8. An installation for producing a principal flow of hot gases which comprises at least two nozzles for producing a corresponding number of elementary flows of fluid, each of said nozzles including a channel with an outlet and an electrode disposed substantially along the longitudinal axis of said channel and having a front extremity which extends at least to a plane flush with respect to the end of said channel, the annular space formed within the channel and around the electrode forming the ejection channel for the corresponding elementary flow; said nozzles being positioned relative to one another so as to cause their respective elementary flows to converge with one another for producing a principal flow resulting from the convergence of said elementary flows; the electrodes of said nozzles being connected in a normally open electrical circuit including an external voltage source which is capable of producing a voltage sufficient to cause completion of said circuit through said elementary flows when the electrical resistance therein is reduced; and means for producing a plasma flow having a section greater than that of said elementary flows and so positioned as to ionize the atmosphere in which said elementary flows are formed to thereby cause a reduction of the electrical resistance in, and an ionization of, said elementary flows.

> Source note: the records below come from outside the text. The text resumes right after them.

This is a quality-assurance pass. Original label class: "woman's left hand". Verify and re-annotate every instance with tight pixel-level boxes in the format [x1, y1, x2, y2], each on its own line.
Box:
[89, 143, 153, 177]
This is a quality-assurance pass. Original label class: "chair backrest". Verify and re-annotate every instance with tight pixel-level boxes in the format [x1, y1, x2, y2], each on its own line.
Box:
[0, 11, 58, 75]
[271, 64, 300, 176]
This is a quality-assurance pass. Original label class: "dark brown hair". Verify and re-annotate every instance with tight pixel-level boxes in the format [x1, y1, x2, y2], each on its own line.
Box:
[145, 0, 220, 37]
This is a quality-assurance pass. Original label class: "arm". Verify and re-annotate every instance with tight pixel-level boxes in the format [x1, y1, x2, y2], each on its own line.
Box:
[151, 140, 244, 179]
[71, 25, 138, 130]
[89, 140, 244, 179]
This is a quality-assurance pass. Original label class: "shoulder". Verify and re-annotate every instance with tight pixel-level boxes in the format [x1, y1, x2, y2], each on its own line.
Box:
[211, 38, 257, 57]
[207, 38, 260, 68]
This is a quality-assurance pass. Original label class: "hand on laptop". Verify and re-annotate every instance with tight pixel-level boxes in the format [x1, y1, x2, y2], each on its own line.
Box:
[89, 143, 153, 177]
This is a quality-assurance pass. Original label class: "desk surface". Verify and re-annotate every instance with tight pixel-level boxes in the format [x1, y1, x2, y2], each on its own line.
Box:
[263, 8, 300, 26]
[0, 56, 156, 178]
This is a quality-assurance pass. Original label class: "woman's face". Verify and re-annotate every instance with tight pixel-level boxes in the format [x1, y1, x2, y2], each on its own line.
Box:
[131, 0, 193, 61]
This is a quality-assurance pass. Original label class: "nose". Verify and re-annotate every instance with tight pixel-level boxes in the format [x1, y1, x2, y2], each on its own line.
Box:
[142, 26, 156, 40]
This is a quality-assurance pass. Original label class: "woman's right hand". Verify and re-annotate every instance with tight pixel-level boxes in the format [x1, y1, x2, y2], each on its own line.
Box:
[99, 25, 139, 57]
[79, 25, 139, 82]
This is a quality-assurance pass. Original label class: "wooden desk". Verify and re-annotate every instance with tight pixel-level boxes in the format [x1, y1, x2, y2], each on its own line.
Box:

11. An installation according to claim 9, which comprises n of said nozzles and wherein said voltage external source is a polyphase current generator having n + 1 phases, one of the phases of said polyphase generator being connected to at least one of the electrodes of the plasma torch, the n other phases of said polyphase generator being respectively connected to the electrodes associated with the n nozzles.

17. An installation according to claim 9 wherein said nozzles form several groups, the nozzles of a same group being positioned such that the flows which they deliver converge substantially at a point on the axis of the plasma flow produced by said pilot plasma torch, the points of convergence of the elementary flows produced by the nozzles of said different groups being located at different distances of said torch, and the electrodes of the nozzles in each of said groups being provided within an electrical circuit exclusively associated witH that group and having a separate, individual external voltage source.

23. Installation according to claim 22, wherein the two parts of the pilot generator are constituted of a same material.

24. Installation according to claim 23, wherein said same material is copper.